The upgrade is widely viewed as essential for removing onboarding friction for new users.
A clash over the “science coin”
For years, Cardano has staked its reputation on rigorous, peer-reviewed academic research and formal methods. This methodical approach has occasionally drawn criticism for moving too slowly, but it has cultivated a fiercely loyal community.
However, the stakes of the treasury vote also appear to be impacting a research-focused proposal called “Cardano Vision 2026: Human Centered, Scalable, Post Quantum Secure – IO Research.”
This proposal seeks nearly 33 million ADA tokens, approximately $8 million, to “preserve Cardano’s evidence-based approach” and “ensure that research outputs translate more reliably into measurable ecosystem growth.”
However, YUTA, a Cardano Drep, stated that the “proposal is a mix of a waste of funds and a potentially excellent proposal for Leios and quantum resistance research.”
In response, Hoskinson stated:
“We are deeply saddened that some Japanese dReps voted against our research proposal…If this proposal does not pass, we want the entire Japanese community to fully recognize that Cardano will lose its scientists, and our lab will be forced to close.”
Hoskinson emphasized that building the organization’s research apparatus took more than a decade and hundreds of millions of dollars.
He warned against dismantling the world’s strongest cryptocurrency research group over “piecemeal funding support,” asserting that the organization’s scientists would simply leave for ecosystems offering greater certainty and professional respect.
He added:
“This doesn’t have anything to do with me. This has to do with destroying the entire core of our ecosystem. Cardano is the science coin. That’s our brand. We spent hundreds of millions of dollars and a decade to earn the right to say that. You don’t throw it away.”
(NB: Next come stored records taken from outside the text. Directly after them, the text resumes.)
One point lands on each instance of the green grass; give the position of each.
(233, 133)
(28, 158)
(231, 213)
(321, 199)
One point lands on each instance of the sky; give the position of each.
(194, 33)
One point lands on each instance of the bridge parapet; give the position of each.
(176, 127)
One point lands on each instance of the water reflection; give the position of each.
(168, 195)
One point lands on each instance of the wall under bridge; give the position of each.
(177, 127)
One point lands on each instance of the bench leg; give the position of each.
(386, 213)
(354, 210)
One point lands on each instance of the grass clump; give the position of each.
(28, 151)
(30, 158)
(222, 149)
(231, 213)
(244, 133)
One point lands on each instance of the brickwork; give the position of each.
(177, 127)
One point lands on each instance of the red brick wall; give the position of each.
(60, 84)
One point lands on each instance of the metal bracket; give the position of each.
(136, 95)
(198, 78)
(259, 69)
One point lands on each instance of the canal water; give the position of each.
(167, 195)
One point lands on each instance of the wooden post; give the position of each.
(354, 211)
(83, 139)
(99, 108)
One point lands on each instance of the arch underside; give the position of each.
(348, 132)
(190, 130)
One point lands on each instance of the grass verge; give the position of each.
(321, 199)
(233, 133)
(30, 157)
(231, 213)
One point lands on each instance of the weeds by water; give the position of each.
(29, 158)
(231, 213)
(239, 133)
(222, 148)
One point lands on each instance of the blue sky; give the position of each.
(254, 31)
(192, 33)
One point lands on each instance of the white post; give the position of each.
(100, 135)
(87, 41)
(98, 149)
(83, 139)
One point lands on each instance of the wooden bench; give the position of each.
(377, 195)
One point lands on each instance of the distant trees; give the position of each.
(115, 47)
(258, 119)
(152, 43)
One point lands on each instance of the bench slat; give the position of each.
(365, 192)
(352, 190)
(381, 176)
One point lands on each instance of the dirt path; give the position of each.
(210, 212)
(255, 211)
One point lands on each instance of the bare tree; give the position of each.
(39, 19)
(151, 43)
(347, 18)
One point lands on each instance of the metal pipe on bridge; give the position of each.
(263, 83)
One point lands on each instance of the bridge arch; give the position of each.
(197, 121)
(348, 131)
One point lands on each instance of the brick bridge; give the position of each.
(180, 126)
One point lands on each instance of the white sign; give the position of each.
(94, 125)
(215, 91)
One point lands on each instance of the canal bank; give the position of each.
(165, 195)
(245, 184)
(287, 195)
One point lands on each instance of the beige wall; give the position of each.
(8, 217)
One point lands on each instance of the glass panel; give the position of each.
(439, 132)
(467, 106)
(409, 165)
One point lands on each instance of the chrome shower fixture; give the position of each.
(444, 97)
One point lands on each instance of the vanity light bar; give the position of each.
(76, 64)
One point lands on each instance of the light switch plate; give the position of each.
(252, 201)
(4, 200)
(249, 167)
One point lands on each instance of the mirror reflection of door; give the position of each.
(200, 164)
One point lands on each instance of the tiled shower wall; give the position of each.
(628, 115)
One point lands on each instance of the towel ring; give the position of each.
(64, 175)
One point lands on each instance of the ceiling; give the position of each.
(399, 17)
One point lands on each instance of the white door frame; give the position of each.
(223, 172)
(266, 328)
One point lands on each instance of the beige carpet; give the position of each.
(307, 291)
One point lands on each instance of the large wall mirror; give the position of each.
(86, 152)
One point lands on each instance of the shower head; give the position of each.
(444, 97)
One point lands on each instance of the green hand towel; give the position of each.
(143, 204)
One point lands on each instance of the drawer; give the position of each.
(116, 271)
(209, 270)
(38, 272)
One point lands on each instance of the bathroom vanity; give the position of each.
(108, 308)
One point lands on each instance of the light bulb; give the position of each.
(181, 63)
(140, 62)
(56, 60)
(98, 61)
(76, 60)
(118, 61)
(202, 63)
As of press time, the proposal has secured only a 13% support, and its voting is expected to close on June 8.
Cardano’s decentralized governance experiment tested
The funding friction is particularly notable given that Input Output explicitly scaled back its financial demands for this cycle.
The 2026 treasury request represents a nearly 50% reduction from the previous year’s budget, signaling an intent to transition the ecosystem toward long-term self-sufficiency.
Yet, even this tightened fiscal belt has failed to win immediate favor from the newly empowered governance body.
The gridlock illustrates the double-edged sword of Cardano’s decentralized governance era. By placing the keys to the treasury directly in the hands of token holders and elected DReps, the ecosystem has achieved a level of financial decentralization rarely seen in major blockchain networks.
However, the current voting impasse highlights the vulnerability of that model. With large swaths of voting power either abstaining or remaining dormant, funding for vital infrastructure is essentially frozen.
For Input Output, the proposals represent a bare-minimum operational baseline to keep the network secure and competitive. For the DReps, the vote is an exercise in budget discipline and accountability, requiring the software laboratory to justify every dollar.
If the proposals fail to cross the 67% threshold by the May 24 deadline, Cardano faces an unprecedented scenario. Without the requested treasury disbursements, key upgrades could be delayed, and essential maintenance operations may be forced to scale back.
More critically, as Hoskinson warned, the talent pipeline that built Cardano’s sophisticated, academically rigorous architecture could begin to fracture, fundamentally altering the ecosystem’s trajectory.